Is $(\pmb{1} + \pmb{\eta})\cdot\pmb{\omega_1} = \pmb{1} + \pmb{\eta}\cdot\pmb{\omega_1}$?
- $\pmb{\eta}$ - order type of $\mathbb{Q}$.
- $\pmb{1}$ - order type of a singleton set.
- $\pmb{\omega_0}$ - order type of $\mathbb{N}$.
- $\pmb{\omega_1}$ - order type of the first uncountable ordinal.
It is easy to see that $\pmb{\eta}\cdot\pmb{\omega_0} = (\pmb{\eta} + \pmb{1})\cdot\pmb{\omega_0} = \pmb{\eta}$ and $(\pmb{1} + \pmb{\eta})\cdot\pmb{\omega_0} = \pmb{1} + \pmb{\eta}\cdot\pmb{\omega_0} = \pmb{1} + \pmb{\eta}$. As it was shown in the answer to my last question, we also have $(\pmb{\eta} + \pmb{1})\cdot\pmb{\omega_1} = (\pmb{\eta}+\pmb{1})\cdot\pmb{\omega_0}\cdot\pmb{\omega_1}= \pmb{\eta}\cdot\pmb{\omega_1} $.
Question: Is $(\pmb{1} + \pmb{\eta})\cdot\pmb{\omega_1} = \pmb{1} + \pmb{\eta}\cdot\pmb{\omega_1}$?
Solution 1:
Here is a somewhat relaxed way to see that the orders $1+\eta\cdot\omega_1$ and $(1+\eta)\cdot\omega_1$ are not isomorphic, by finding a topological feature of one order not exhibited in the other.
First, observe that $(1+\eta)\cdot\omega_1$ has a closed subset of order type $\omega_1$, namely, the points corresponding to the initial point of each of the intervals $1+\eta$ used to create it. This suborder contains limit points for all its increasing $\omega$-sequences.
But meanwhile, $1+\eta\cdot\omega_1$ has no such suborder. This is because this order contains no limits of sequences of points from distinct intervals (the $\eta$ intervals used to build it), but any subset of order type $\omega_1$ will have increasing sequences of points from distinct intervals.

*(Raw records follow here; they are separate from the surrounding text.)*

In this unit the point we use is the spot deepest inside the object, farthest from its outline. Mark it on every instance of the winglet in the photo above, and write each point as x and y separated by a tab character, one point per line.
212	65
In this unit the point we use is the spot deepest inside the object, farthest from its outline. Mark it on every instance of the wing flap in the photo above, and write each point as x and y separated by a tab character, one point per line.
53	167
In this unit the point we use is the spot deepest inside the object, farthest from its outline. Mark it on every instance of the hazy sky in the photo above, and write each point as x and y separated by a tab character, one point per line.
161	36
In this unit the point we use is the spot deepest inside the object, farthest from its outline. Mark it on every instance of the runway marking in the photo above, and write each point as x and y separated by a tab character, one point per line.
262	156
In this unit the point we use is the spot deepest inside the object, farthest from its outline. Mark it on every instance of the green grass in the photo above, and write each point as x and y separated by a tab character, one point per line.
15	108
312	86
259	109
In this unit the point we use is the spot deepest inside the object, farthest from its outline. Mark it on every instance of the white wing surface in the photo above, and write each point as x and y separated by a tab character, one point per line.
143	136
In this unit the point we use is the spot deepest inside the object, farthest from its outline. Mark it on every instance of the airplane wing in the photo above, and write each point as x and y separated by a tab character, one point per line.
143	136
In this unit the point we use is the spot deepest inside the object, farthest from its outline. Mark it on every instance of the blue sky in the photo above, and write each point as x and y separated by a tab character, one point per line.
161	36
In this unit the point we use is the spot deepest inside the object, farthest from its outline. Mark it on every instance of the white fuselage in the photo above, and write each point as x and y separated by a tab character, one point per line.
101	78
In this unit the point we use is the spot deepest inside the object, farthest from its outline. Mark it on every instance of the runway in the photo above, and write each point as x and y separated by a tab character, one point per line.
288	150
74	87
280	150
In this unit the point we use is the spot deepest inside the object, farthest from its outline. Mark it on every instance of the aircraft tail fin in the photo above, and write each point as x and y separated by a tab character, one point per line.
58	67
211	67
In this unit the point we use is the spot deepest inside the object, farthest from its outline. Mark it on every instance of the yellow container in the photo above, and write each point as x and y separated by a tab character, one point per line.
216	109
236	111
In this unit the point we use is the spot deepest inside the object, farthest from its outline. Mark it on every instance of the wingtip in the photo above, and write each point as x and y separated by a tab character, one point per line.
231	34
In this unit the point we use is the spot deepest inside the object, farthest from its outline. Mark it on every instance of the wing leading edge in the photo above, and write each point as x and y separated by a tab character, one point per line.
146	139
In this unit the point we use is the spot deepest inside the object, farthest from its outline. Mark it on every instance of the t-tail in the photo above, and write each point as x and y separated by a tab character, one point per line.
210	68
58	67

So they are not isomorphic.
Solution 2:
$(1+\eta)\cdot\omega_1\ne 1+\eta\cdot\omega_1$. Equivalently, I’ll show that $\eta+(1+\eta)\cdot\omega_1\ne\eta\cdot\omega_1$.
Let $Q_0=\omega_1\times\big(\Bbb Q\cap[0,1)\big)$ and $Q=\omega_1\times\Bbb Q$, ordered lexicographically. Let $X=Q_0\setminus\{\langle 0,0\rangle\}$, and suppose that $h:X\to Q$ is an order-isomorphism. For each limit ordinal $\xi\in\omega_1$ let $\langle\xi_k:k\in\omega\rangle$ be a strictly increasing sequence of ordinals with limit $\xi$. Then
$$\Big\langle h\big(\langle\xi_k,0\rangle\big):k\in\omega\Big\rangle\nearrow h\big(\langle\xi,0\rangle\big)\;.$$
If $h\big(\langle\xi,0\rangle\big)=\langle f(\xi),q_\xi\rangle$, there is an $n(\xi)\in\omega$ such that $h\big(\langle\xi_k,0\rangle\big)\in\{f(\xi)\}\times(\leftarrow,q_\xi)_{\Bbb Q}$ for $k\ge n(\xi)$. The map $\xi\mapsto\xi_{n(\xi)}$ is a pressing-down function on the cub of limit ordinals in $\omega_1$, so there is a stationary subset $S$ of limit ordinals and an $\alpha\in\omega_1$ such that $\xi_{n(\xi)}=\alpha$ for each $\xi\in S$. Then for each $\xi\in S$ we have $h\big(\langle\alpha,0\rangle\big)\in\{f(\xi)\}\times(\leftarrow,q_\xi)_{\Bbb Q}$, so there is some $\beta\in\omega_1$ such that $f(\xi)=\beta$ for each $\xi\in S$. But then $h\big[S\times\{0\}\big]\subseteq\{\beta\}\times\Bbb Q$, which is absurd, since $|S\times\{0\}|=\omega_1$, $\{\beta\}\times\Bbb Q$ is countable, and $h$ is injective.